Last year, I planted strawberries in small circular raised beds made from the green plastic rings that are made to put around water meters. I had spied those rings in Ms. Agnes's barn, and she was happy for me to use them. After lining the whole patch with plastic, and under the beds with landscape fabric, I filled the bottom half of the beds with manure hay from the goat pasture and then added good dirt on top. My strawberries grew well last year, but the immense amount of rain made the berries mushy and ants from the manure hay ate holes in most of them. I read somewhere that ants do not like mint, so I transplanted some of my peppermint into the strawberry beds.
As I was surveying my strawberry patch the other day, I noticed that the dirt had sunk as the hay in the bottom had composted. One of my beds had been invaded by wire grass and several of the others had been completely taken over with mint. I would definitely have some work to do if I want a successful crop this year.
Today, I worked first on the bed with the wire grass. Because it is so invasive, I had to remove all of the dirt in that bed. After moving the strawberry plants, I shoveled out the dirt. I felt like crying, throwing out such pretty dirt, but the ugly roots I found throughout the bed were confirmation that it was the only way to completely rid it of the evil weed.
After mixing up new dirt and replanting that bed, I began to tackle one of the beds infested with mint. I didn't throw out the dirt in this one, since I wouldn't mind some of the mint reappearing, but I did need to add more dirt to fill the bed. As I pulled the plants apart though, I was shocked at how tightly the mint had wound itself around the strawberry plants. It would have completely choked out my strawberries had I not removed the mint.

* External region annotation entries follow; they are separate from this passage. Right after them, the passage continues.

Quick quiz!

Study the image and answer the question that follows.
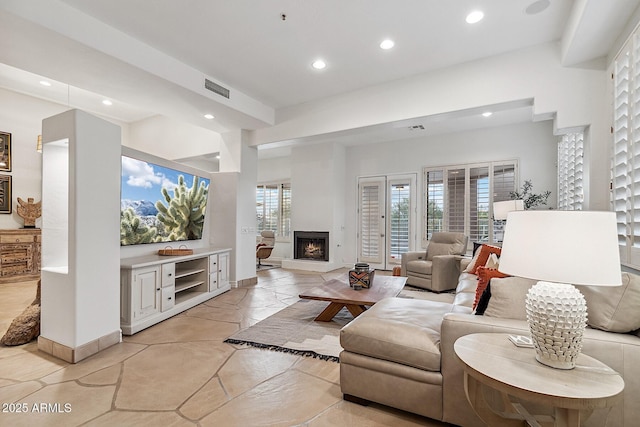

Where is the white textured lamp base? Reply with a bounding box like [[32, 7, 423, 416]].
[[526, 282, 587, 369]]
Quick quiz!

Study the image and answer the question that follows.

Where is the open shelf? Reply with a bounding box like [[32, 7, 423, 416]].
[[176, 265, 206, 280], [176, 280, 204, 294]]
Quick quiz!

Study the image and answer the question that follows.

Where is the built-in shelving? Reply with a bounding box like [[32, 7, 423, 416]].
[[120, 248, 231, 335]]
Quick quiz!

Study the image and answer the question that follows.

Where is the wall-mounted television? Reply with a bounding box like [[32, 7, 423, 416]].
[[120, 155, 210, 246]]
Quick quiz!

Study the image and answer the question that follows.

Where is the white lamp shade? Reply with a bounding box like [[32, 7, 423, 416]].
[[493, 200, 524, 220], [500, 210, 622, 286]]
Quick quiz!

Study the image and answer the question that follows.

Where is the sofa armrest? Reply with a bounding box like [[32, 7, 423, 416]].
[[431, 255, 460, 292], [400, 251, 427, 277]]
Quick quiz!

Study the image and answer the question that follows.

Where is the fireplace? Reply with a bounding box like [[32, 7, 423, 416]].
[[293, 231, 329, 261]]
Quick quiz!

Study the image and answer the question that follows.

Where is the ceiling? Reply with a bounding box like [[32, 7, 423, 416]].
[[0, 0, 640, 152]]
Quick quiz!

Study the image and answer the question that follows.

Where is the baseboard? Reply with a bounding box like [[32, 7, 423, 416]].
[[38, 330, 122, 363], [234, 276, 258, 288]]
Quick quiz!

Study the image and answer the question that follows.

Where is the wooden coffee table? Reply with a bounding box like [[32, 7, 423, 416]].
[[298, 274, 407, 322]]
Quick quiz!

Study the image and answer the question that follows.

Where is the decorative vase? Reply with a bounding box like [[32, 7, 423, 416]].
[[349, 263, 375, 290], [525, 282, 587, 369]]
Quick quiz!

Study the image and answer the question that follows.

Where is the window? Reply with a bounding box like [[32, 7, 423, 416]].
[[558, 132, 584, 211], [256, 183, 291, 237], [611, 30, 640, 268], [422, 161, 517, 244]]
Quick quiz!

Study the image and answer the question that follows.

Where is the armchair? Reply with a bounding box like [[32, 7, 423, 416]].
[[256, 230, 276, 267], [400, 232, 469, 292]]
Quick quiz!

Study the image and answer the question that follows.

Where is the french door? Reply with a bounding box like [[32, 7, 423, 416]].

I stopped with those two beds today - I'll finish the rest this weekend - but the whole experience left me thinking about the similarities between the wire grass and the mint. I planted the mint on purpose with good intentions, but, though it accomplished its purpose, the mint took over and choked the plant that produces good fruit. The wire grass forced its way into the bed, unwelcomed. It was never wanted, and it ruined the entire little garden. Both plants, though their intentions were different, ultimately destroyed - both plants had to be removed.

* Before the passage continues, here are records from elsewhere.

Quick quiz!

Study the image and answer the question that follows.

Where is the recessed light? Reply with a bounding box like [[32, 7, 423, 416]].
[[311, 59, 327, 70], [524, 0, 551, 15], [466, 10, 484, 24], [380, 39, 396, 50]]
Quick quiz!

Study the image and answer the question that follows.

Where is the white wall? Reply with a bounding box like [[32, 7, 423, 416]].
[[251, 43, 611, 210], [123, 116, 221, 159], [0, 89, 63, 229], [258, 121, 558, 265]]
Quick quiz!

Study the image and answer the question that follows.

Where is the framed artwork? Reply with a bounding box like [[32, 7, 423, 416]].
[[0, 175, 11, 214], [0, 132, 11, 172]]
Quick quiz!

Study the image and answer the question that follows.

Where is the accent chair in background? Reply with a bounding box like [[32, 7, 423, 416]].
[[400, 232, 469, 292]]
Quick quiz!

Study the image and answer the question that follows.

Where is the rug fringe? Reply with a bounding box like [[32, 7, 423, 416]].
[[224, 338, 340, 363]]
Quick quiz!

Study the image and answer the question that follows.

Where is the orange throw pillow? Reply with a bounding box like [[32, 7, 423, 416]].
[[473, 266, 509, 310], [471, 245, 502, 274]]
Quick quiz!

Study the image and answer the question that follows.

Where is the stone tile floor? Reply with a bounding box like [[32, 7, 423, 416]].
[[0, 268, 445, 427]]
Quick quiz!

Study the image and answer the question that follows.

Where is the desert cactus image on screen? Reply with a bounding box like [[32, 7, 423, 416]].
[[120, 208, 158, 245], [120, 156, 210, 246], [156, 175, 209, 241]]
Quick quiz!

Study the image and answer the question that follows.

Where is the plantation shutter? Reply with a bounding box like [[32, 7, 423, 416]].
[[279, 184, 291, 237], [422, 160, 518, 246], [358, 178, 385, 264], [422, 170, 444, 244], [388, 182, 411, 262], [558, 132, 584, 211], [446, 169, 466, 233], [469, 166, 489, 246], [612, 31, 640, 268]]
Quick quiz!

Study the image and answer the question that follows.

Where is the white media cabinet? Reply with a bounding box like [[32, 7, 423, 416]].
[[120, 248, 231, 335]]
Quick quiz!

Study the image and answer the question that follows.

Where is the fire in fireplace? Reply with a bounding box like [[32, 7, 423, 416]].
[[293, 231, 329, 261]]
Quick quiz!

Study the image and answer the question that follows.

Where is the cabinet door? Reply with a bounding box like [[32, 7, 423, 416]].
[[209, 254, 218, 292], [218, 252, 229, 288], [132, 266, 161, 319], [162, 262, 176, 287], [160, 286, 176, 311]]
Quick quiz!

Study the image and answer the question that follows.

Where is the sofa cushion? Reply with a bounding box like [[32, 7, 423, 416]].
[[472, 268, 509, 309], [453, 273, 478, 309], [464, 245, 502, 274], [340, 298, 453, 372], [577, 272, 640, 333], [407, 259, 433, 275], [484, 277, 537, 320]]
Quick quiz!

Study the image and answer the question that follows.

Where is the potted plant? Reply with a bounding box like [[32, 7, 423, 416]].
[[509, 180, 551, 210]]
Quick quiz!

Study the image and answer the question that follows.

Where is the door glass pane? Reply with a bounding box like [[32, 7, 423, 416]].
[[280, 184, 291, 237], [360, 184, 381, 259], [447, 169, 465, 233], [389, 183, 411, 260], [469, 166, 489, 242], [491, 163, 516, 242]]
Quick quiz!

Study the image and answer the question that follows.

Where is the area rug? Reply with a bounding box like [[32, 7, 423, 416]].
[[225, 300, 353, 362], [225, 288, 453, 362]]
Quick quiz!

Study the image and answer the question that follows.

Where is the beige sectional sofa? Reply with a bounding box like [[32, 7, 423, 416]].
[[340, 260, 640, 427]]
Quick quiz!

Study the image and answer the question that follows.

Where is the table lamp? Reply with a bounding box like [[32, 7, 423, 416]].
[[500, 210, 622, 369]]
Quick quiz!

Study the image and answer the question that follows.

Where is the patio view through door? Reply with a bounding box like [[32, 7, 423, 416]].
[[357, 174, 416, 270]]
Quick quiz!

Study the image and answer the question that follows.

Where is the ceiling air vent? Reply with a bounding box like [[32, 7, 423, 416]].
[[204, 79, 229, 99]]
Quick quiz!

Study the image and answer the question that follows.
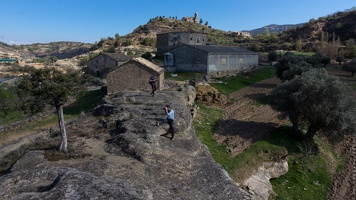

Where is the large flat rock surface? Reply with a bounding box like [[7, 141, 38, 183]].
[[0, 90, 251, 200]]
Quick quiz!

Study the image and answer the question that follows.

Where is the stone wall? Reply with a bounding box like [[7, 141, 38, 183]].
[[107, 61, 164, 94]]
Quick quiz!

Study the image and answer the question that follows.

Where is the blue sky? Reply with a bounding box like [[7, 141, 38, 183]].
[[0, 0, 356, 44]]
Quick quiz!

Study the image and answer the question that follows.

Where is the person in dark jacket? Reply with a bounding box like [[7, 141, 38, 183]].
[[157, 105, 174, 140], [149, 73, 157, 97]]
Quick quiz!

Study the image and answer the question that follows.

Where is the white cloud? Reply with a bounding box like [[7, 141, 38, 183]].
[[7, 41, 31, 45]]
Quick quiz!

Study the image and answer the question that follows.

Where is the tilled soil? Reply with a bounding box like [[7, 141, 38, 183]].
[[214, 78, 287, 156]]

There are many things in our lives that can destroy like wire grass and mint. Some things may seem good and right at the time, but can take over and choke out our potential to produce good fruit. These things must be pruned and potentially removed so that we can fullfill our purpose. Other things force their way in and are bad from the beginning. Pruning may not be sufficient with these things, our lives will need a total cleansing in order to save us.
Regardless of what things we have in our lives, we can all use a good spring cleaning! I pray that God will refill my spirit, remove all of the weeds, pull off any old growth that is dry and dead, and thoroughly soak my roots with His living water. Then, as He shines on me with the light from His Son, I will grow and bloom and produce plenty of good fruit!